M. Champagne s’est récemment associé à son homologue britannique, Dominic Raab, pour imposer des sanctions qui visent directement Alexander Loukachenko, sa famille et ses ministres, concernant la violente répression contre les manifestations massives ayant suivi la défaite de Mme Tikhanovskaya aux élections d’août.

Mme Tikhanovskaya, âgée de 37 ans, est une néophyte politique qui a défié Alexander Loukachenko après que son mari, qui prévoyait de briguer la présidence, eut été emprisonné. L’ancienne professeure d’anglais est parvenue à se rapprocher des Bélarussiens qui en ont assez du régime autoritaire de Loukachenko et d’une économie en déclin au cœur de la pandémie.

Mme Momani a soutenu que la rencontre de M. Champagne avec l’opposante mettra en lumière les sanctions que le Canada a imposées à la Biélorussie de concert avec la Grande-Bretagne au moment où Alexander Loukachenko s’accroche à l’espoir que le monde abandonne « le mouvement social démocratique naissant » qui s’oppose à lui.

« Bien que Mme Tikhanovskaya ne soit qu’une figure de proue, la rencontre est une occasion pour le Canada de démontrer son soutien à une opposition biélorusse en difficulté. »

Le Haut-Karabakh

À Vienne, M. Champagne rencontrera des représentants de l’Organisation pour la sécurité et la coopération en Europe (OSCE), qui appelle à des négociations pacifiques entre l’Azerbaïdjan et l’Arménie après la récente flambée de leur long différend sur la région du Haut-Karabakh.
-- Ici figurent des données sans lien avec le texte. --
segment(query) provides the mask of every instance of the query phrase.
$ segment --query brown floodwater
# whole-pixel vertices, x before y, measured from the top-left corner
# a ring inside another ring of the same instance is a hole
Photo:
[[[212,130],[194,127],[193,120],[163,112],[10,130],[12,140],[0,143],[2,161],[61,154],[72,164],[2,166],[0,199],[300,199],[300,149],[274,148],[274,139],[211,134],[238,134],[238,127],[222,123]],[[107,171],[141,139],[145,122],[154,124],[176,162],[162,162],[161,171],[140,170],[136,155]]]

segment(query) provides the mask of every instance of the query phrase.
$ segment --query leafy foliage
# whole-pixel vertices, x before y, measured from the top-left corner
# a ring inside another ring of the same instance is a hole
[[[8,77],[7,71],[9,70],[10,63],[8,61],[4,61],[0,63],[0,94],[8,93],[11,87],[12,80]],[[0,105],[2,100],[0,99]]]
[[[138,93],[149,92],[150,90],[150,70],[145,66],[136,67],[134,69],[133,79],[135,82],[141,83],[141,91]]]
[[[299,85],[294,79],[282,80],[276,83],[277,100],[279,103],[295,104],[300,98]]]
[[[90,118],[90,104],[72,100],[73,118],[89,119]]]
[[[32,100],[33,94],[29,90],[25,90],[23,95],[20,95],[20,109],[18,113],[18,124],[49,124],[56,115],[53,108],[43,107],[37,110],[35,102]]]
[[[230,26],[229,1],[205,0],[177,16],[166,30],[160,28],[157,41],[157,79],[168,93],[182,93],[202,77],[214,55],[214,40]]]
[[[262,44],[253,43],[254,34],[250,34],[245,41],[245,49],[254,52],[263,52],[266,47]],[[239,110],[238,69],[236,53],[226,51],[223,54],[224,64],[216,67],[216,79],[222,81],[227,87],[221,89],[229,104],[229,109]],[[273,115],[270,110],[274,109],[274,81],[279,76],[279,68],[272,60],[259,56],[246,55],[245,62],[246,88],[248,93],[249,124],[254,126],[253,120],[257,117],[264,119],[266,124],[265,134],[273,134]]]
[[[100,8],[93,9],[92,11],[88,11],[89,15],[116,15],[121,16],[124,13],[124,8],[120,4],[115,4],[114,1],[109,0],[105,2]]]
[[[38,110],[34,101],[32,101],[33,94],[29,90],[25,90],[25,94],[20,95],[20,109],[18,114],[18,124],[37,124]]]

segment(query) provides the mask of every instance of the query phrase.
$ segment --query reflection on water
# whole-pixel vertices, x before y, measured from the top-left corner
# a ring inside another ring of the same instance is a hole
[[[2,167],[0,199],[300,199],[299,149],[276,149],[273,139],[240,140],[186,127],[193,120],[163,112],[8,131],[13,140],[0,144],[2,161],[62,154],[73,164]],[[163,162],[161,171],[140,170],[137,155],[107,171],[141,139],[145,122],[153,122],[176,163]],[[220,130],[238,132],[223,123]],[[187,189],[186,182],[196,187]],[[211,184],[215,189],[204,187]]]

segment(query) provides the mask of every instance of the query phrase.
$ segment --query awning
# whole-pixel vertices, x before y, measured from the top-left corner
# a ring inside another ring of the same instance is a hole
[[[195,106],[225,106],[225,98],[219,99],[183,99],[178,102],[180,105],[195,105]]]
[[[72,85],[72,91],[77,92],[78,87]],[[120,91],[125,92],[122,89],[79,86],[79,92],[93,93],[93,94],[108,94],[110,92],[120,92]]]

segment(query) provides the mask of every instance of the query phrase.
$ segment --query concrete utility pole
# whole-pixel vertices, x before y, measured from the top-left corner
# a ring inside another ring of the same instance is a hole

M. Champagne a également appelé conjointement avec M. Raab à un cessez-le-feu entre l’Azerbaïdjan et l’Arménie.

Le ministre canadien se rendra probablement compte qu’il sera difficile de faire des progrès importants sur cette question, a déclaré Mme Momani.

« À moins qu’ils ne parviennent à amener les acteurs régionaux de Turquie, de Russie, d’Iran et d’Israël, qui opèrent tous dans ce conflit, à la table. La barre est donc beaucoup trop élevée pour que le Canada fasse une différence dans ce dossier », a-t-elle soutenu.
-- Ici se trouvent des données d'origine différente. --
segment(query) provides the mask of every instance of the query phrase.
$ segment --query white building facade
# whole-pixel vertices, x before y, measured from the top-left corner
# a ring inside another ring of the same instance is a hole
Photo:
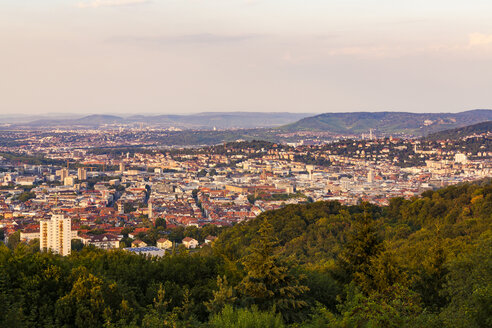
[[[62,256],[70,255],[72,220],[63,215],[53,215],[51,220],[42,220],[39,225],[41,251],[52,250]]]

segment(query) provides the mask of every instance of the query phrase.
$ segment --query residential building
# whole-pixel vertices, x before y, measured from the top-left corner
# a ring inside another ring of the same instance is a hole
[[[183,239],[183,245],[186,248],[197,248],[198,247],[198,240],[193,239],[191,237],[186,237]]]
[[[80,239],[84,245],[94,245],[102,249],[118,248],[120,245],[120,238],[110,233],[93,236],[84,235]]]
[[[141,240],[134,240],[132,241],[132,247],[146,247],[147,246],[147,243],[145,243],[144,241],[141,241]]]
[[[171,249],[173,247],[173,243],[167,238],[160,238],[157,240],[157,247],[160,249]]]
[[[42,220],[39,226],[40,249],[52,250],[66,256],[70,254],[72,241],[72,220],[63,215],[53,215],[50,220]]]

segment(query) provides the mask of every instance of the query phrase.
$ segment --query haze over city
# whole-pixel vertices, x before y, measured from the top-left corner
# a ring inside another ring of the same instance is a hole
[[[0,5],[0,114],[490,108],[490,1]]]

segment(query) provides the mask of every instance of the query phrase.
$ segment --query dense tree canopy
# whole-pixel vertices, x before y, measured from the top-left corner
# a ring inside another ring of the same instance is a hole
[[[490,180],[387,207],[289,205],[162,258],[8,246],[0,327],[492,326]]]

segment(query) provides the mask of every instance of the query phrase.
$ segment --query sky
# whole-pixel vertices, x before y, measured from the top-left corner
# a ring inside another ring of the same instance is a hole
[[[0,3],[0,114],[475,108],[490,0]]]

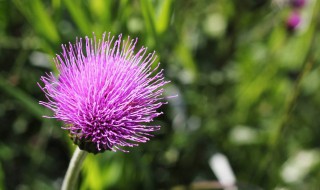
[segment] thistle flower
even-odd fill
[[[48,73],[39,85],[48,99],[40,104],[54,112],[45,117],[63,121],[74,143],[95,154],[148,141],[160,128],[150,122],[162,114],[157,110],[167,103],[162,94],[169,82],[157,72],[159,63],[152,67],[155,52],[134,52],[137,39],[105,38],[62,45],[54,59],[59,76]]]
[[[302,8],[306,4],[306,0],[291,0],[291,5],[295,8]]]
[[[299,13],[292,12],[287,19],[287,23],[286,23],[287,29],[289,31],[294,31],[295,29],[297,29],[299,27],[300,23],[301,23],[301,17],[299,15]]]

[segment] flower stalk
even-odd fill
[[[74,151],[67,173],[63,179],[61,190],[73,190],[76,189],[79,173],[82,168],[82,163],[86,158],[88,152],[80,150],[79,147]]]

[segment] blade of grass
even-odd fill
[[[175,54],[179,57],[181,65],[184,67],[184,69],[190,72],[191,79],[196,79],[198,73],[196,63],[194,62],[191,51],[183,42],[177,44],[175,48]]]
[[[111,19],[112,1],[93,0],[90,1],[91,12],[97,19],[109,22]]]
[[[4,32],[5,28],[8,25],[9,17],[9,3],[8,1],[0,0],[0,34]]]
[[[4,175],[2,164],[0,162],[0,189],[5,189],[4,182],[5,182],[5,175]]]
[[[168,29],[172,12],[172,0],[161,1],[156,22],[156,30],[158,35],[163,34]]]
[[[58,30],[55,23],[45,9],[42,1],[31,0],[13,0],[18,10],[26,17],[28,22],[33,26],[34,30],[43,36],[52,44],[60,41]]]
[[[127,21],[127,17],[130,13],[130,6],[128,6],[128,2],[128,0],[120,0],[119,8],[117,10],[117,18],[123,24]]]
[[[155,28],[155,11],[150,0],[140,0],[142,15],[148,35],[148,46],[154,46],[157,42]]]
[[[92,33],[93,31],[90,29],[90,21],[81,7],[81,1],[64,0],[63,2],[81,33],[84,35]]]
[[[27,93],[12,86],[4,78],[0,76],[0,89],[18,100],[31,114],[39,119],[43,119],[44,108],[42,108],[35,99],[30,97]]]
[[[102,34],[111,25],[112,1],[92,0],[89,1],[90,13],[95,20],[94,32]],[[103,25],[101,25],[103,23]]]

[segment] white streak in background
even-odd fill
[[[172,96],[173,94],[178,94],[178,96],[176,96],[175,98],[166,99],[169,102],[172,111],[170,115],[174,116],[174,118],[172,119],[173,129],[176,132],[186,131],[187,113],[183,95],[180,92],[179,88],[174,84],[167,84],[165,86],[165,89],[165,97]]]
[[[29,60],[32,65],[37,67],[43,67],[50,69],[51,64],[50,61],[52,60],[48,54],[39,52],[39,51],[33,51],[30,56]],[[53,62],[53,61],[52,61]]]
[[[298,184],[317,166],[320,161],[320,151],[301,150],[291,156],[282,166],[281,177],[288,184]]]
[[[221,153],[214,154],[209,160],[209,165],[220,184],[225,187],[225,190],[238,189],[235,186],[236,178],[225,155]]]
[[[288,3],[289,0],[272,0],[271,5],[273,5],[274,8],[283,9]]]
[[[238,125],[230,132],[229,139],[237,145],[255,144],[259,141],[259,134],[252,127]]]

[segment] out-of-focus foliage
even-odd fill
[[[60,187],[74,146],[37,82],[60,44],[104,31],[156,50],[179,96],[150,142],[89,155],[81,189],[195,187],[217,152],[240,189],[317,189],[319,17],[317,0],[0,0],[0,189]]]

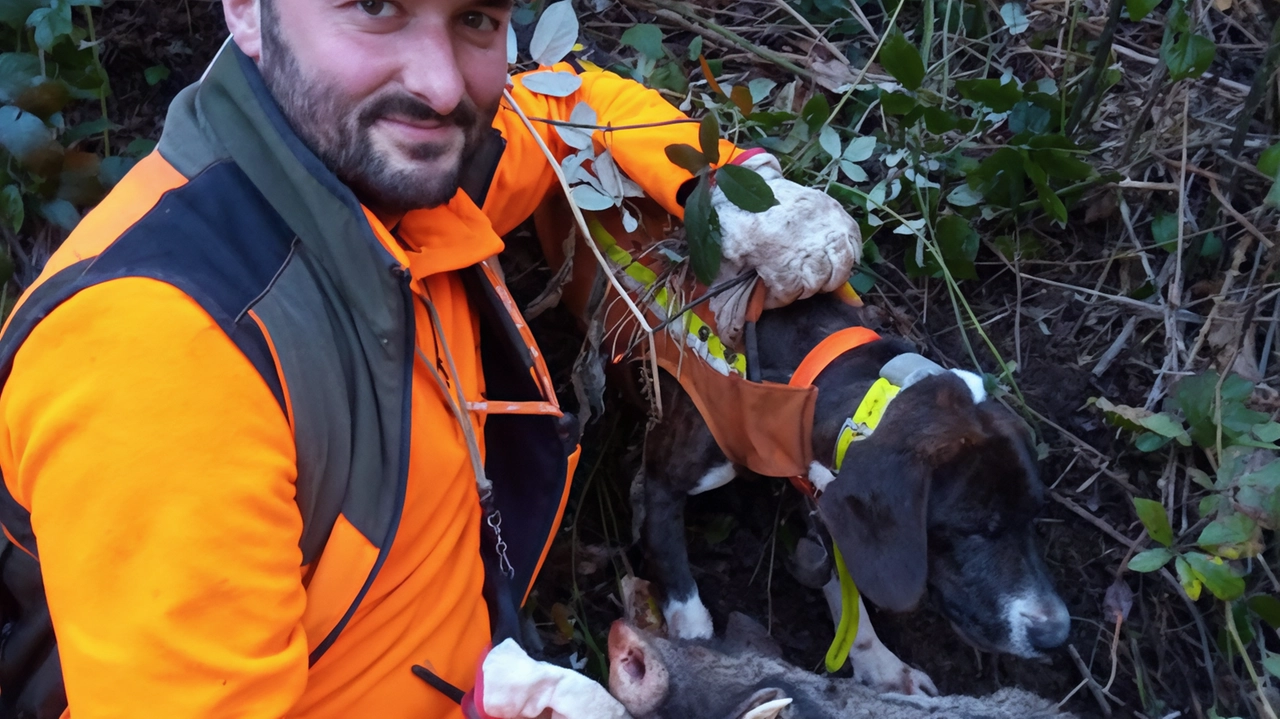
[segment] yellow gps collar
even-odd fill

À Bruxelles, les rencontres de M. Champagne comprendront des entretiens en face à face avec son homologue de l’Union européenne, Josep Borrell et le secrétaire général de l’OTAN, Jens Stoltenberg.

« Grâce au dialogue et à la coopération avec nos partenaires européens, nous pouvons et devons relever les défis actuels en Méditerranée orientale, en Biélorussie et au Haut-Karabakh, en plus de trouver des solutions pacifiques durables. Comme notre sécurité et notre prospérité sont étroitement liées à celles de l’Europe, nous accordons une grande importance au maintien de relations transatlantiques étroites. Nous serons toujours unis dans la promotion et le respect du droit international, de la paix, des droits de la personne et de la démocratie », a déclaré le ministre par communiqué vendredi.
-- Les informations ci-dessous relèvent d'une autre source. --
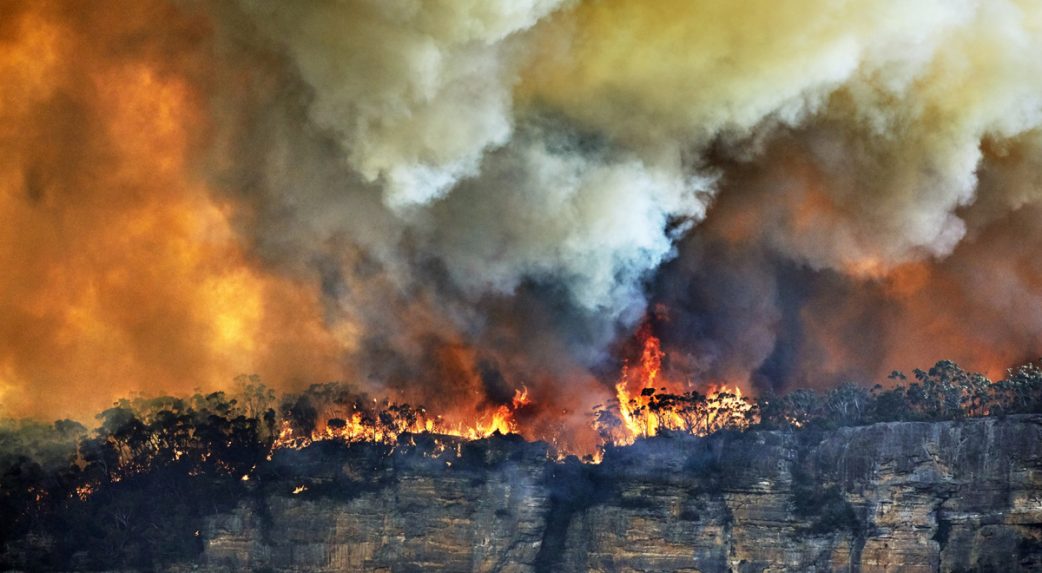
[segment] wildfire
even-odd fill
[[[431,416],[424,408],[408,404],[384,402],[374,408],[351,406],[349,413],[329,412],[308,435],[299,435],[293,425],[284,420],[273,449],[304,448],[322,440],[340,440],[349,443],[373,442],[394,445],[405,434],[440,434],[466,440],[478,440],[493,434],[512,434],[518,431],[514,412],[532,404],[528,389],[515,390],[511,404],[503,404],[486,412],[472,424],[449,423],[441,416]]]
[[[737,386],[714,385],[706,394],[676,390],[682,384],[662,379],[662,342],[645,326],[638,367],[623,367],[615,385],[618,416],[611,409],[595,412],[594,427],[605,442],[632,444],[664,431],[703,436],[725,428],[745,428],[753,406]],[[657,387],[658,386],[658,387]]]
[[[73,495],[78,497],[80,499],[80,501],[86,501],[87,498],[90,497],[91,494],[93,494],[93,493],[94,493],[94,486],[92,484],[85,483],[85,484],[76,486],[75,493]]]
[[[522,408],[524,406],[527,406],[527,405],[529,405],[531,403],[532,403],[532,401],[528,398],[528,387],[527,386],[523,386],[522,385],[520,389],[514,390],[513,404],[514,404],[514,409],[515,410],[520,409],[520,408]]]
[[[632,385],[632,374],[629,366],[623,366],[622,379],[615,385],[615,395],[619,401],[619,413],[627,433],[634,438],[638,435],[654,436],[658,428],[658,415],[648,411],[647,416],[641,416],[643,408],[648,406],[649,397],[654,392],[655,381],[658,380],[662,371],[662,342],[658,337],[651,334],[647,326],[641,328],[641,336],[644,338],[644,350],[640,355],[640,368],[636,370],[636,382],[640,388],[637,396],[631,396],[629,387]],[[649,390],[651,392],[649,392]],[[631,440],[632,441],[632,440]]]
[[[492,413],[488,422],[479,421],[474,427],[467,428],[461,435],[470,439],[484,438],[499,432],[500,434],[512,434],[516,430],[513,411],[507,406],[500,406]]]
[[[584,461],[600,463],[605,454],[604,446],[608,445],[628,445],[641,438],[666,433],[702,436],[721,429],[744,429],[756,421],[753,403],[742,395],[738,387],[713,385],[705,394],[691,390],[689,382],[678,382],[665,374],[663,361],[666,353],[662,342],[647,326],[639,331],[638,337],[641,341],[639,360],[623,367],[619,381],[614,386],[615,400],[593,411],[593,428],[601,438],[601,447],[583,452]],[[399,447],[421,447],[424,448],[425,456],[439,459],[460,457],[462,444],[468,440],[526,430],[519,428],[516,415],[536,405],[528,388],[521,386],[514,390],[510,403],[489,407],[471,423],[464,423],[447,421],[422,407],[387,400],[362,399],[347,392],[337,393],[343,390],[337,390],[336,387],[320,389],[320,392],[325,392],[325,402],[317,411],[314,402],[303,402],[306,407],[302,406],[301,409],[311,411],[309,416],[287,414],[275,426],[275,436],[267,452],[269,461],[279,449],[302,449],[326,440],[386,444],[391,446],[392,451]],[[421,445],[419,436],[423,434],[432,438],[426,442],[427,445]],[[549,455],[559,461],[579,453],[560,447],[554,439],[551,439],[551,443],[553,446]],[[120,465],[118,471],[111,473],[111,483],[147,470],[147,462],[131,461],[133,456],[127,444],[114,444],[119,446],[121,456],[126,456],[127,461]],[[158,452],[156,455],[159,455]],[[251,481],[251,474],[257,469],[256,465],[249,469],[235,468],[220,460],[219,454],[210,451],[187,451],[183,447],[173,447],[168,455],[173,462],[195,464],[209,461],[219,472],[235,475],[243,482]],[[211,460],[215,455],[218,457]],[[447,466],[452,466],[451,460],[444,461]],[[201,475],[201,472],[201,466],[193,466],[188,474]],[[77,487],[71,496],[85,500],[97,491],[99,485],[84,484]],[[307,485],[301,484],[292,490],[292,494],[300,494],[307,489]]]
[[[737,386],[709,386],[702,394],[690,390],[690,383],[667,379],[663,374],[666,354],[662,342],[648,326],[638,334],[642,341],[639,361],[627,364],[615,384],[615,401],[608,407],[594,411],[594,429],[602,445],[626,445],[639,438],[657,436],[666,432],[707,435],[714,431],[747,427],[754,422],[755,410]],[[384,401],[341,404],[322,412],[310,431],[301,432],[290,421],[284,420],[275,439],[273,450],[304,448],[322,440],[348,443],[383,443],[397,446],[399,438],[409,434],[439,434],[477,440],[493,434],[518,433],[516,413],[533,405],[526,386],[514,390],[509,404],[501,404],[480,414],[472,423],[448,422],[441,416],[432,416],[424,408]],[[409,440],[406,440],[409,443]],[[566,455],[568,451],[557,451]],[[589,453],[589,452],[587,452]],[[596,452],[589,459],[599,459]]]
À Athènes, M. Champagne rencontrera le premier ministre grec Kyriakos Mitsotakis et son ministre des Affaires étrangères, Nikos Dendias, pour discuter des dangereux voyages que les réfugiés effectuent à travers la mer Méditerranée pour atteindre l’Europe.

M. Champagne sera en isolement pendant 14 jours au Canada après ce voyage, sa deuxième incursion transatlantique de l’ère COVID-19 après un voyage dans quatre pays en août qui comprenait une escale au Liban.